CyberPatriot includes online training and qualification rounds that lead up to in-person championships for both divisions in April 2011. In the qualification rounds, the teams download a virtual machine image that contains flaws. Once they unlock the image, they find vulnerabilities inside the machine and secure them within a specified amount of time.
This year, students from military and non-military schools can compete in separate devisions thanks to a grant from Northrop Grumman Corp., the presenting sponsor. In the first two years of the competition, only Air Force Junior Reserve Officer's Training Corps members participated.Now teacher-coaches are registering their student teams and preparing for CyberPatriot III over the summer.
The competition platform from Science Applications International Corp. includes a scoring machine that tracks how the students fix the vulnerabilities and gives kids progress reports online. As the students advance, the images become more complex and involve different operating systems such as Windows and Linux.
Throughout CyberPatriot, students learn how to set up a network, configure it, and understand what assets and resources exist on the network, said Diane Miller, program director for the CyberPatriot competition at Northrop Grumman Corp. They'll also become more aware of what's going on in their network, including anticipating hackers and understanding what to do once their firewall has been penetrated.
In the final live round, the students manage a network of seven entities, including firewalls, and fight with the red team. The red team volunteer hackers inject attacks and other malicious events during the competition that students try to defend. The white team works with the student teams to resolve IT tickets, just like a real world network in a company, Miller said.
When they are attacked, the students figure out how to keep network services going, such as logging in, printing and communicating with other people.
Throughout the competition, the students improve their computer, people and security skills. They also practice leadership and communication skills. Each team chooses whether to have specific individuals research in-depth some aspect of the competition or if they want to be jacks-of-all-trades.
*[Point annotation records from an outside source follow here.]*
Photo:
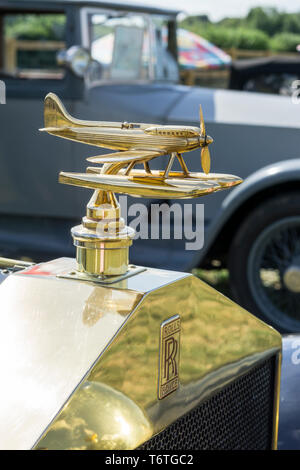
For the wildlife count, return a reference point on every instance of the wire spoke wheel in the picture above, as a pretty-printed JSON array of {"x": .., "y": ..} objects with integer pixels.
[
  {"x": 264, "y": 262},
  {"x": 274, "y": 252}
]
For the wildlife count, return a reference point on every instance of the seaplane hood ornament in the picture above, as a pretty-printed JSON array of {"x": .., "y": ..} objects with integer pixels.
[
  {"x": 135, "y": 142},
  {"x": 103, "y": 240}
]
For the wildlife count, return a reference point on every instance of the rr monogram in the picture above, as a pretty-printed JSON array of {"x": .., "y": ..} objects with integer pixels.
[{"x": 169, "y": 356}]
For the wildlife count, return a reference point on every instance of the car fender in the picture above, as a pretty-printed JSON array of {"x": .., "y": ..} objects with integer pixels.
[
  {"x": 289, "y": 410},
  {"x": 265, "y": 178}
]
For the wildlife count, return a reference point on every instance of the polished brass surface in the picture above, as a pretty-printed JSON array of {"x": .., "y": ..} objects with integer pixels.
[
  {"x": 81, "y": 332},
  {"x": 102, "y": 241}
]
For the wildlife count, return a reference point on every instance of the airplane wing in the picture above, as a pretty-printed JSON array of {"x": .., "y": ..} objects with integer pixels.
[{"x": 127, "y": 156}]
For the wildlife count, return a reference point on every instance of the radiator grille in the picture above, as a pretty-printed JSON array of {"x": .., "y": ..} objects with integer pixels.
[{"x": 238, "y": 417}]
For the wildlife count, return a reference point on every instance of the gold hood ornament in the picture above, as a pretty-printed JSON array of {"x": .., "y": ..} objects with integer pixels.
[{"x": 102, "y": 240}]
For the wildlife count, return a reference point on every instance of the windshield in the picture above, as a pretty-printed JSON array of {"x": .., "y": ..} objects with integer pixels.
[{"x": 130, "y": 47}]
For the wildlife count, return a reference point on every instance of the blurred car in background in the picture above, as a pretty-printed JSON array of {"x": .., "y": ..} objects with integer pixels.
[
  {"x": 275, "y": 74},
  {"x": 61, "y": 46}
]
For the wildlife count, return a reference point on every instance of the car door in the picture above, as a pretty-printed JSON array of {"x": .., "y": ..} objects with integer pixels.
[{"x": 29, "y": 161}]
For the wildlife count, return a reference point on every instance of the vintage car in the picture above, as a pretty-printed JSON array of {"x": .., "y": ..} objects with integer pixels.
[
  {"x": 119, "y": 62},
  {"x": 100, "y": 354},
  {"x": 274, "y": 74}
]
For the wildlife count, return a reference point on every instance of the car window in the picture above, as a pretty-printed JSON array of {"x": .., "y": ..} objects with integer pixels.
[
  {"x": 130, "y": 46},
  {"x": 29, "y": 43}
]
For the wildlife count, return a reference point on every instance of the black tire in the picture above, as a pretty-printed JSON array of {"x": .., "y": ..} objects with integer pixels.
[{"x": 263, "y": 262}]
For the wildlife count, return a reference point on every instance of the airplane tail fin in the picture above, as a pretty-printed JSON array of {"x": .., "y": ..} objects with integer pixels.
[{"x": 55, "y": 114}]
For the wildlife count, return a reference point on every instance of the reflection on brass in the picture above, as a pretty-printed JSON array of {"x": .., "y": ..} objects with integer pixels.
[
  {"x": 102, "y": 240},
  {"x": 169, "y": 353},
  {"x": 219, "y": 342}
]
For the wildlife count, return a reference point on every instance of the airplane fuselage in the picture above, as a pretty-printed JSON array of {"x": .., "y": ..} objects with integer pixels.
[{"x": 129, "y": 139}]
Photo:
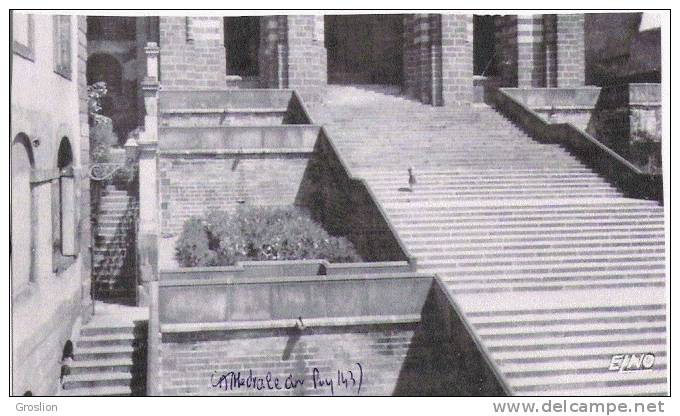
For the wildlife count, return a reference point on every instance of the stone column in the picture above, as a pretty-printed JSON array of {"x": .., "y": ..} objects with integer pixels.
[
  {"x": 456, "y": 56},
  {"x": 530, "y": 51},
  {"x": 571, "y": 61},
  {"x": 306, "y": 56},
  {"x": 148, "y": 233},
  {"x": 194, "y": 56}
]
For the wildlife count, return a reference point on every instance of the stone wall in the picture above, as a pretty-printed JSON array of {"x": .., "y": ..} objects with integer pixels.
[
  {"x": 193, "y": 365},
  {"x": 47, "y": 106},
  {"x": 456, "y": 57},
  {"x": 628, "y": 118},
  {"x": 192, "y": 52},
  {"x": 345, "y": 206},
  {"x": 193, "y": 186},
  {"x": 306, "y": 56},
  {"x": 541, "y": 50},
  {"x": 419, "y": 347},
  {"x": 272, "y": 52},
  {"x": 571, "y": 60}
]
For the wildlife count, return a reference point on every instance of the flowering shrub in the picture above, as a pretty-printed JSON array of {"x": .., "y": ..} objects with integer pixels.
[{"x": 258, "y": 233}]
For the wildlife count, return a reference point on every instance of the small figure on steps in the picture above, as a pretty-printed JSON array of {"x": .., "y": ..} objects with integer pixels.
[
  {"x": 299, "y": 324},
  {"x": 411, "y": 178}
]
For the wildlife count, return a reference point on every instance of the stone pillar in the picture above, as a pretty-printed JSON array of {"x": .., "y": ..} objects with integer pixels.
[
  {"x": 194, "y": 56},
  {"x": 550, "y": 47},
  {"x": 148, "y": 233},
  {"x": 84, "y": 145},
  {"x": 272, "y": 57},
  {"x": 306, "y": 56},
  {"x": 506, "y": 49},
  {"x": 456, "y": 57},
  {"x": 530, "y": 51},
  {"x": 571, "y": 61}
]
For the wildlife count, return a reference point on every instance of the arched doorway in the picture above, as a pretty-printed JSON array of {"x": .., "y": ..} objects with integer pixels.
[
  {"x": 242, "y": 43},
  {"x": 483, "y": 47},
  {"x": 63, "y": 221},
  {"x": 21, "y": 164},
  {"x": 105, "y": 68},
  {"x": 364, "y": 49},
  {"x": 118, "y": 105}
]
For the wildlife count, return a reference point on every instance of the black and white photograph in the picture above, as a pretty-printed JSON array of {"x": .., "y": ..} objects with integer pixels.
[{"x": 340, "y": 203}]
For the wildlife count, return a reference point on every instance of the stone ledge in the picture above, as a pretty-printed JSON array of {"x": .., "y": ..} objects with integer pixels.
[{"x": 290, "y": 323}]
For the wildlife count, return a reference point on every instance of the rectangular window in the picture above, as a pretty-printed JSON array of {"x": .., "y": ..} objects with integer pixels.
[
  {"x": 62, "y": 45},
  {"x": 64, "y": 221},
  {"x": 22, "y": 35}
]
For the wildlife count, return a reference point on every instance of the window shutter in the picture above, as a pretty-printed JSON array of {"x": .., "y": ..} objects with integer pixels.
[{"x": 68, "y": 216}]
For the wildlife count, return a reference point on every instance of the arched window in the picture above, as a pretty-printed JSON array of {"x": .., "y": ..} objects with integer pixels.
[
  {"x": 64, "y": 203},
  {"x": 21, "y": 164},
  {"x": 102, "y": 67}
]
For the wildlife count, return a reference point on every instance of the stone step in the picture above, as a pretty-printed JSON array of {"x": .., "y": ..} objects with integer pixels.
[
  {"x": 558, "y": 259},
  {"x": 541, "y": 285},
  {"x": 457, "y": 279},
  {"x": 544, "y": 267},
  {"x": 89, "y": 380},
  {"x": 110, "y": 327},
  {"x": 104, "y": 352},
  {"x": 464, "y": 241},
  {"x": 99, "y": 391},
  {"x": 462, "y": 232},
  {"x": 645, "y": 321},
  {"x": 107, "y": 365},
  {"x": 517, "y": 358},
  {"x": 609, "y": 378},
  {"x": 454, "y": 219},
  {"x": 581, "y": 223},
  {"x": 424, "y": 256},
  {"x": 567, "y": 316},
  {"x": 101, "y": 340}
]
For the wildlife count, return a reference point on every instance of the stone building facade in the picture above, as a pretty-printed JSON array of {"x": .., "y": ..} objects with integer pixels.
[
  {"x": 50, "y": 218},
  {"x": 434, "y": 58}
]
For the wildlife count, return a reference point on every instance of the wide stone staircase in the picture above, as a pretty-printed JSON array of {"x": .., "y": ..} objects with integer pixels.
[
  {"x": 110, "y": 355},
  {"x": 114, "y": 276},
  {"x": 554, "y": 269}
]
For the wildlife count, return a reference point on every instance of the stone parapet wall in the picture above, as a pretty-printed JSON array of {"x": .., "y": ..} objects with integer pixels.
[{"x": 192, "y": 186}]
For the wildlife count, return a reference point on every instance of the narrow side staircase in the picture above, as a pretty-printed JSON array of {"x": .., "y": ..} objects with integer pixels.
[
  {"x": 114, "y": 276},
  {"x": 110, "y": 355}
]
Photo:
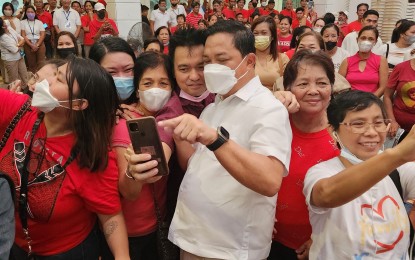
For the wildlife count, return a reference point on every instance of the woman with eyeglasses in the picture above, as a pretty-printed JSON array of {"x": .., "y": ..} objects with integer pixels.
[{"x": 356, "y": 210}]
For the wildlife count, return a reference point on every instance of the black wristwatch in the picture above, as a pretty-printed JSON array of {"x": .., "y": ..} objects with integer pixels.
[{"x": 223, "y": 137}]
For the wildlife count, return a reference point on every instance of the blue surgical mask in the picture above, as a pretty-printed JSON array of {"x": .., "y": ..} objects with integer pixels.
[{"x": 125, "y": 86}]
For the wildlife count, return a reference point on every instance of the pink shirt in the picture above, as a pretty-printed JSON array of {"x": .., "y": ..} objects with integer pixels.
[
  {"x": 140, "y": 216},
  {"x": 368, "y": 80},
  {"x": 402, "y": 79},
  {"x": 284, "y": 43}
]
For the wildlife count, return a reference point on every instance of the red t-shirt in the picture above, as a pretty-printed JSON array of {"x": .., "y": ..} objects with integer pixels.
[
  {"x": 85, "y": 21},
  {"x": 289, "y": 13},
  {"x": 293, "y": 225},
  {"x": 140, "y": 215},
  {"x": 296, "y": 23},
  {"x": 245, "y": 13},
  {"x": 402, "y": 79},
  {"x": 63, "y": 204},
  {"x": 46, "y": 18},
  {"x": 193, "y": 19},
  {"x": 290, "y": 53},
  {"x": 284, "y": 43},
  {"x": 94, "y": 26},
  {"x": 229, "y": 14},
  {"x": 368, "y": 80},
  {"x": 344, "y": 30},
  {"x": 354, "y": 26}
]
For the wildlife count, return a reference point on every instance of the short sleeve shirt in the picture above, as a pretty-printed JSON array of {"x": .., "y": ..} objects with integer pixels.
[{"x": 374, "y": 225}]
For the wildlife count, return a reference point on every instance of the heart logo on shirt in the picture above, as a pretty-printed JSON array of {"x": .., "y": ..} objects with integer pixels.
[{"x": 384, "y": 247}]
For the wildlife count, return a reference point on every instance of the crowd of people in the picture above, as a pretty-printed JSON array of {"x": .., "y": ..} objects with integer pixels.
[{"x": 272, "y": 123}]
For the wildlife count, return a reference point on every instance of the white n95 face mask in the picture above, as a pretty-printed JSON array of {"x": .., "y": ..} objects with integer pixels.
[
  {"x": 42, "y": 98},
  {"x": 365, "y": 46},
  {"x": 154, "y": 99},
  {"x": 220, "y": 79}
]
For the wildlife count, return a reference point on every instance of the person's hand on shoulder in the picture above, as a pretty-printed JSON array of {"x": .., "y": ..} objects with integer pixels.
[{"x": 288, "y": 100}]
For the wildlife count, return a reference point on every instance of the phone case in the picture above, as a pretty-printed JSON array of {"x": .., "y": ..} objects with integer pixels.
[{"x": 145, "y": 139}]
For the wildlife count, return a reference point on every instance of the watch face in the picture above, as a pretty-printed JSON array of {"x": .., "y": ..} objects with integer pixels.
[{"x": 223, "y": 132}]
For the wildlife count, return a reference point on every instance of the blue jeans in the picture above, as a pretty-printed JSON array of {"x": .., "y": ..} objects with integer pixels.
[{"x": 86, "y": 250}]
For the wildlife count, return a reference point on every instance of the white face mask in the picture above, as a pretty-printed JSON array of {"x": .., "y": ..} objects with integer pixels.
[
  {"x": 193, "y": 98},
  {"x": 43, "y": 99},
  {"x": 365, "y": 46},
  {"x": 220, "y": 79},
  {"x": 317, "y": 29},
  {"x": 154, "y": 99}
]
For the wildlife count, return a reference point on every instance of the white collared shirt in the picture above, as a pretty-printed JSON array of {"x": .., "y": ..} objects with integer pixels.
[{"x": 216, "y": 216}]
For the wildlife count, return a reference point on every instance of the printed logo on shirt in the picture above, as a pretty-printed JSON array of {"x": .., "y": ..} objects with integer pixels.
[
  {"x": 45, "y": 177},
  {"x": 384, "y": 222},
  {"x": 408, "y": 94}
]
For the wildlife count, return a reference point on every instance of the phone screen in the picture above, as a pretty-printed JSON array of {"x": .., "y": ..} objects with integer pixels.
[
  {"x": 145, "y": 139},
  {"x": 310, "y": 4}
]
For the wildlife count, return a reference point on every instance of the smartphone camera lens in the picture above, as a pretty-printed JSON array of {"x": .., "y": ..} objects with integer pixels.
[{"x": 133, "y": 127}]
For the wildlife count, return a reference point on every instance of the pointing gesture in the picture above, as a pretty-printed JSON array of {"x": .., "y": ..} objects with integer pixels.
[{"x": 188, "y": 128}]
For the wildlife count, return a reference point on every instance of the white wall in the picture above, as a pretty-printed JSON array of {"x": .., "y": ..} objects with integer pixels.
[{"x": 125, "y": 13}]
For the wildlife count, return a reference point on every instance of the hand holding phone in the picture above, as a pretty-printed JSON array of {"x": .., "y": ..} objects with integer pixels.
[
  {"x": 145, "y": 140},
  {"x": 140, "y": 167}
]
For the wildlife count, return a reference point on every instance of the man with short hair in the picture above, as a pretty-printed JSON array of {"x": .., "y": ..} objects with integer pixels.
[
  {"x": 102, "y": 26},
  {"x": 370, "y": 18},
  {"x": 343, "y": 26},
  {"x": 186, "y": 52},
  {"x": 52, "y": 6},
  {"x": 355, "y": 26},
  {"x": 194, "y": 17},
  {"x": 241, "y": 151},
  {"x": 229, "y": 11},
  {"x": 67, "y": 19},
  {"x": 80, "y": 40},
  {"x": 160, "y": 17},
  {"x": 240, "y": 9},
  {"x": 301, "y": 19},
  {"x": 144, "y": 14},
  {"x": 288, "y": 10},
  {"x": 268, "y": 9},
  {"x": 174, "y": 11},
  {"x": 47, "y": 20},
  {"x": 309, "y": 12}
]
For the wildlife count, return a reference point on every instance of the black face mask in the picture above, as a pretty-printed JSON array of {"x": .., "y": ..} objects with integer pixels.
[
  {"x": 65, "y": 52},
  {"x": 330, "y": 45},
  {"x": 101, "y": 15}
]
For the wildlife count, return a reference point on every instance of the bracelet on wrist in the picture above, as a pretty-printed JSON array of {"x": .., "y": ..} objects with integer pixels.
[{"x": 128, "y": 174}]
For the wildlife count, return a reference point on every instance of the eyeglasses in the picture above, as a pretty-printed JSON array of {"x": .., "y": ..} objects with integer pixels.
[{"x": 360, "y": 126}]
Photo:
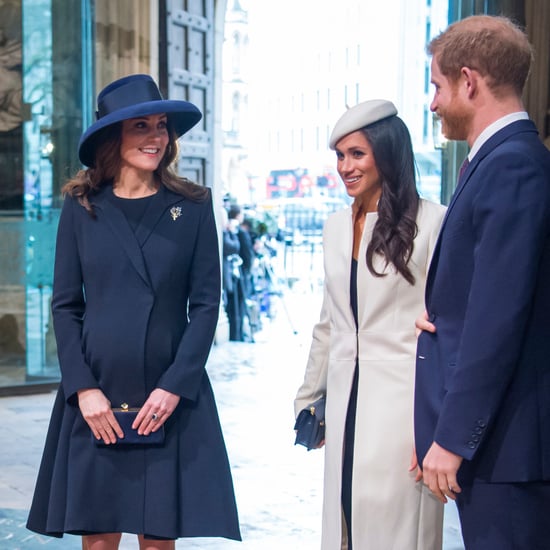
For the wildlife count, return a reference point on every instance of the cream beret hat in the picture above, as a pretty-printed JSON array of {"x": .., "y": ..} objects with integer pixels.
[{"x": 360, "y": 116}]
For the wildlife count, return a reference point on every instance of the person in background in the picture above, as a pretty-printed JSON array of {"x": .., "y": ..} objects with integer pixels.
[
  {"x": 135, "y": 305},
  {"x": 246, "y": 248},
  {"x": 482, "y": 410},
  {"x": 234, "y": 298},
  {"x": 376, "y": 257}
]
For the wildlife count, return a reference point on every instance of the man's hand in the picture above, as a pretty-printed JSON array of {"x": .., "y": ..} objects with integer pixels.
[
  {"x": 414, "y": 466},
  {"x": 422, "y": 323},
  {"x": 439, "y": 468}
]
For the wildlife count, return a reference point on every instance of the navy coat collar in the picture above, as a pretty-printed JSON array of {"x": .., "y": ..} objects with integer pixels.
[
  {"x": 493, "y": 142},
  {"x": 131, "y": 242}
]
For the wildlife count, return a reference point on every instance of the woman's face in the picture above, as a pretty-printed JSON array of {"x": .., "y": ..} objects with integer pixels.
[
  {"x": 357, "y": 167},
  {"x": 144, "y": 142}
]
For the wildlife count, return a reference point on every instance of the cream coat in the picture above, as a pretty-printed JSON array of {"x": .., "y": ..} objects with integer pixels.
[{"x": 390, "y": 510}]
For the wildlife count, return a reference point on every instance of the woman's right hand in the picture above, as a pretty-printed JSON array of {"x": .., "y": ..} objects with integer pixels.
[{"x": 96, "y": 410}]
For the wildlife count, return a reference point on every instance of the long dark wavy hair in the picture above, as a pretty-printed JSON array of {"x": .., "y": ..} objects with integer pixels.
[
  {"x": 89, "y": 181},
  {"x": 396, "y": 228}
]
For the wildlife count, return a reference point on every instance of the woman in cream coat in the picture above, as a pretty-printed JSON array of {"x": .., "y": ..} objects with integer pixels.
[{"x": 362, "y": 355}]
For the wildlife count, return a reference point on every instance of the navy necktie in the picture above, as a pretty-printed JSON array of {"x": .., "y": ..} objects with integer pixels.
[{"x": 463, "y": 168}]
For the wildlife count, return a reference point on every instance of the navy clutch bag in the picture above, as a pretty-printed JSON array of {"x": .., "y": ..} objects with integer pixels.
[
  {"x": 125, "y": 417},
  {"x": 310, "y": 425}
]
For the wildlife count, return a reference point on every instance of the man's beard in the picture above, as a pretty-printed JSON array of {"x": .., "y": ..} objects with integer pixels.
[{"x": 454, "y": 123}]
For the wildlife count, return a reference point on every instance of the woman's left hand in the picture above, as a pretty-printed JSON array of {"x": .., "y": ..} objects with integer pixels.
[
  {"x": 155, "y": 411},
  {"x": 414, "y": 466}
]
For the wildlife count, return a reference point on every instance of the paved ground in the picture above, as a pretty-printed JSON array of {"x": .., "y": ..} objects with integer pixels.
[{"x": 278, "y": 486}]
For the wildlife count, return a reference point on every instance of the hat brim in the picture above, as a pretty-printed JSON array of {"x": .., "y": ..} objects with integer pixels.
[
  {"x": 361, "y": 116},
  {"x": 182, "y": 114}
]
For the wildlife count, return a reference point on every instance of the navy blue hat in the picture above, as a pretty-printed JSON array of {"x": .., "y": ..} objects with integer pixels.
[{"x": 130, "y": 97}]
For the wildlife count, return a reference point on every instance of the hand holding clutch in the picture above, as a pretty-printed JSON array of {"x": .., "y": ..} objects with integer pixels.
[{"x": 310, "y": 425}]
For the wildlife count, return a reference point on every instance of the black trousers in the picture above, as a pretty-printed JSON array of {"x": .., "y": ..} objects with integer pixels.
[{"x": 505, "y": 516}]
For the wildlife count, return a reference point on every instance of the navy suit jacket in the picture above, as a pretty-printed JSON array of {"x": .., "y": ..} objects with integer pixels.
[{"x": 483, "y": 379}]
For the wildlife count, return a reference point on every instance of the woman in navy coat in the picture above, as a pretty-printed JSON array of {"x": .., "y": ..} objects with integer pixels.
[{"x": 135, "y": 305}]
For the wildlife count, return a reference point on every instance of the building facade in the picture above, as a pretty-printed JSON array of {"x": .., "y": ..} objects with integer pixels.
[{"x": 55, "y": 56}]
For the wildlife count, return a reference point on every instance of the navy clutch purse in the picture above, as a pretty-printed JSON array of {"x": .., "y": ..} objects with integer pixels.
[
  {"x": 125, "y": 417},
  {"x": 310, "y": 425}
]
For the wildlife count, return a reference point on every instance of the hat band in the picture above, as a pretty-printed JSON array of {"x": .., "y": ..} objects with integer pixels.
[{"x": 125, "y": 96}]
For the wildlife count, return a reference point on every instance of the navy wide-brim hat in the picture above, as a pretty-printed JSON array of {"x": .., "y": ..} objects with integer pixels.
[{"x": 131, "y": 97}]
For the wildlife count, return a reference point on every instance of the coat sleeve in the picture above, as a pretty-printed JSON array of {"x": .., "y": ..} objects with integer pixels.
[
  {"x": 510, "y": 221},
  {"x": 315, "y": 378},
  {"x": 69, "y": 305},
  {"x": 185, "y": 374}
]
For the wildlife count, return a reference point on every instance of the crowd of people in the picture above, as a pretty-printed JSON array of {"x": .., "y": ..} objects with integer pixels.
[
  {"x": 247, "y": 274},
  {"x": 431, "y": 348}
]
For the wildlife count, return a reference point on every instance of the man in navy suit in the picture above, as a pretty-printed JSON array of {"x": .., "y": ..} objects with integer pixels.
[{"x": 482, "y": 406}]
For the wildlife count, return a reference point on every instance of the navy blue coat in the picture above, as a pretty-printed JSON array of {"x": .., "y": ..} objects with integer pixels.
[
  {"x": 134, "y": 312},
  {"x": 483, "y": 379}
]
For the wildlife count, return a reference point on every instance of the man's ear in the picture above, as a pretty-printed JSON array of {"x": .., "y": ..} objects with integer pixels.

“The team-working aspects of it are really phenomenal because in the work place, that is how you work," Miller said. "You’re a member of a cyber defense team that is trying to figure out how to better protect your network, but also how to do the forensics: how to figure out 'How did they get into my network?' 'How do I kind of plug that hole in the future so I’m not as vulnerable?'”
After the competition, they talk to the red team to find out what they could have done to increase their score.
Even if students don't decide to major in computer science, IT or cybersecurity, they can use the general network functioning and security awareness they've learned in almost any technical discipline they pursue, Buckwalter said.
The United States makes national security a high priority, and that's why CyberPatriot is exposing students to cybersecurity principles and getting them excited about careers in the field.
They're not the only ones who become excited. The cyber defense teams at Northrop Grumman Corp., along with other industry members, volunteer as technical coaches throughout the competition.
"There’s tremendous excitement from our technologists who think this is the coolest thing, ’cause all they can see is a whole bunch of new cyber defense technologists coming on board," Miller said, "and they think that’s wonderful."